ECONOMIE: Comment le régime Ouattara pille l’économie ivoirienne
Le 28 avril 2012 par Le Nouveau Courrier - Pourquoi, alors que des personnes «autorisées» nous serinent sur tous les tons que la situation économique en Côte d’Ivoire s’améliore sous la houlette d’Alassane Ouattara «l’économiste compétent», le peuple ivoirien
Le 28 avril 2012 par Le Nouveau Courrier - Pourquoi, alors que des personnes «autorisées» nous serinent sur tous les tons que la situation économique en Côte d’Ivoire s’améliore sous la houlette d’Alassane Ouattara «l’économiste compétent», le peuple ivoirien
plie-t-il sous le joug de l’augmentation des prix du vivrier, de l’insécurité et du chômage de masse ? Le dernier rapport du Comité des experts chargés de surveiller l’embargo onusien sur les armes et les diamants apporte des éléments de réponse à cette question. Bien entendu, la plus grande partie de ce document «charge» le président Laurent Gbagbo, ses collaborateurs et les entreprises privées accusées d’avoir vendu des armes à l’Etat ivoirien en guerre contre la rébellion des Forces nouvelles (voir article qui suit). Bien entendu, de manière assez piteuse, les auteurs du rapport établissent une distinction tout à fait artificielle – ou alors particulièrement préoccupante – entre «les autorités ivoiriennes», qui «ont répondu à la majorité des demandes du Groupe, lui permettant ainsi d’avoir accès à des informations demandées à maintes reprises pendant les mandats précédents» et les FRCI, qui «continuent de refuser l’autorisation de mener un certain nombre d’inspections» et qui n’ont pas apporté «de réponses claires» aux questions des enquêteurs.

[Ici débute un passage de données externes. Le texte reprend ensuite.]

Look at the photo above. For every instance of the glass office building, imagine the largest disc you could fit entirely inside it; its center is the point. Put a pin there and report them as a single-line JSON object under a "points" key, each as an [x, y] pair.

Mais ce rapport du Comité d’experts nous donne de précieux renseignements sur la véritable mafia au cœur du régime Ouattara, qui a mis en place un incroyable système de prédation et de racket reposant essentiellement sur l’affaiblissement des structures sécuritaires officielles de l’Etat. Sur une politique concertée et consciente, donc.
Affaiblir la police, la gendarmerie et les douanes pour mieux piller
Les experts onusiens écrivent : «Bien que l’Administration ivoirienne légitime (sic !) soit désormais en place dans tout le pays, le Groupe a pu constater qu’en de nombreux endroits, le pouvoir continuait de revenir en définitive aux structures de commandement des Forces républicaines de Côte d’Ivoire (FRCI). Par ailleurs, il trouve préoccupant le développement des systèmes d’imposition ou d’extorsion illégaux et violents, qui vont du nord au sud de la Côte d’Ivoire, suivant les pratiques des Forces nouvelles dans les zones du nord sous leur contrôle. Qui plus est, le Groupe a remarqué qu’en général, les membres des FRCI qui étaient bien armés étaient d’anciens des Forces nouvelles».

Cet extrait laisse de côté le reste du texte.